Auch das ist individuell unterschiedlich. Ein Nachgespräch sollte 24 Stunden nach dem Ereignis stattfinden, spätestens nach zwei Tagen. Wir machen das als Gruppengespräch aller beteiligten Einsatzkräfte.

Sie können mit den Betroffenen auf Augenhöhe sprechen, weil Sie selbst im Einsatz oft Grenz-Situationen erlebt haben. Was waren für Sie persönlich schwer zu verkraftende Momente?
Das Elbe-Hochwasser 2002 in Pirna. Da waren die Notfallseelsorger aus ganz Bayern im Einsatz. Die Verzweiflung der vielen Menschen, die alles verloren hatten, sogar die Bodenplatten ihrer Häuser waren weggeschwemmt - diese Bilder werde ich nie vergessen.

Wie verkraften Sie selbst die Eindrücke von den Schauplätzen des Unglücks?
Ich lege sie für mich als Erinnerungen und Erfahrungen ab, die zum Leben dazugehören. Aber auch ich bekomme natürlich Hilfe von Kollegen, wenn ich sie brauche. Wir besprechen das Erlebte und tauschen uns aus. Auch meine Frau Doris ist mir eine große Hilfe und nicht zuletzt mein christlicher Glaube. Der gibt mir Kraft.

Wer kann Fachberater Seelsorge werden?
Voraussetzung ist eine theologische Ausbildung. Meist sind es Pfarrer und Diakone, auch Religionspädagogen.

Sie teilen sich diese Aufgabe mit Pfarrer Michael Schaefer aus Mainleus. Wer unterstützt Sie noch?
Bis vor kurzem waren wir noch vier Fachberater. Es ist wichtig, dass wir Ersatz für Kollegen finden, die aus Altersgründen ausscheiden, aber es wird immer schwieriger, Leute dafür zu gewinnen. Ich bin froh, dass wir noch die "Peers" als Unterstützung haben, Einsatzkräfte, die speziell für psychosoziale Aufgaben geschult sind.

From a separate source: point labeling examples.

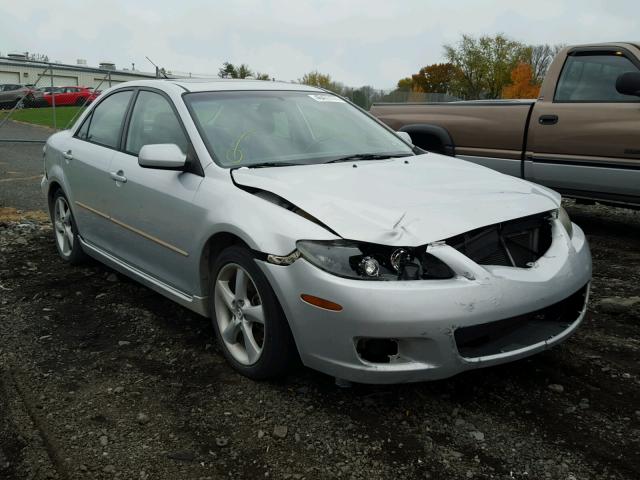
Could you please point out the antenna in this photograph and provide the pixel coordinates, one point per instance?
(158, 69)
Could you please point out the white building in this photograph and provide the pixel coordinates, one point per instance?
(17, 69)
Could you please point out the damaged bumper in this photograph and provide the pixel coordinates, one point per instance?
(431, 329)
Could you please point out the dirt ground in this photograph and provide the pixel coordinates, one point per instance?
(102, 378)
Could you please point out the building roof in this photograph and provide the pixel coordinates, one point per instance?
(64, 66)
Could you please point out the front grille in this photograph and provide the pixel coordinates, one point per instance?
(516, 243)
(518, 332)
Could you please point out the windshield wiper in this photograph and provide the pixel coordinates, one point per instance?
(368, 156)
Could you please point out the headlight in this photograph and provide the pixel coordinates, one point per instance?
(563, 216)
(366, 261)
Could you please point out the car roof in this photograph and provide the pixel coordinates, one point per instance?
(222, 84)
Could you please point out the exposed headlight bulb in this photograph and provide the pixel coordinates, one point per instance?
(398, 257)
(369, 267)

Gibt es etwas, das die Gesellschaft tun kann, um die Helfer besser zu unterstützen?
Ich wünsche mir, dass die Gesellschaft ehrenamtlich helfende Tätigkeiten stärker wertschätzt und nicht als selbstverständlich betrachtet. Tag und Nacht jede Minute einsatzbereit zu sein, ist schon eine besondere Leistung der Helfer von Feuerwehr, BRK, THW und anderen Diensten.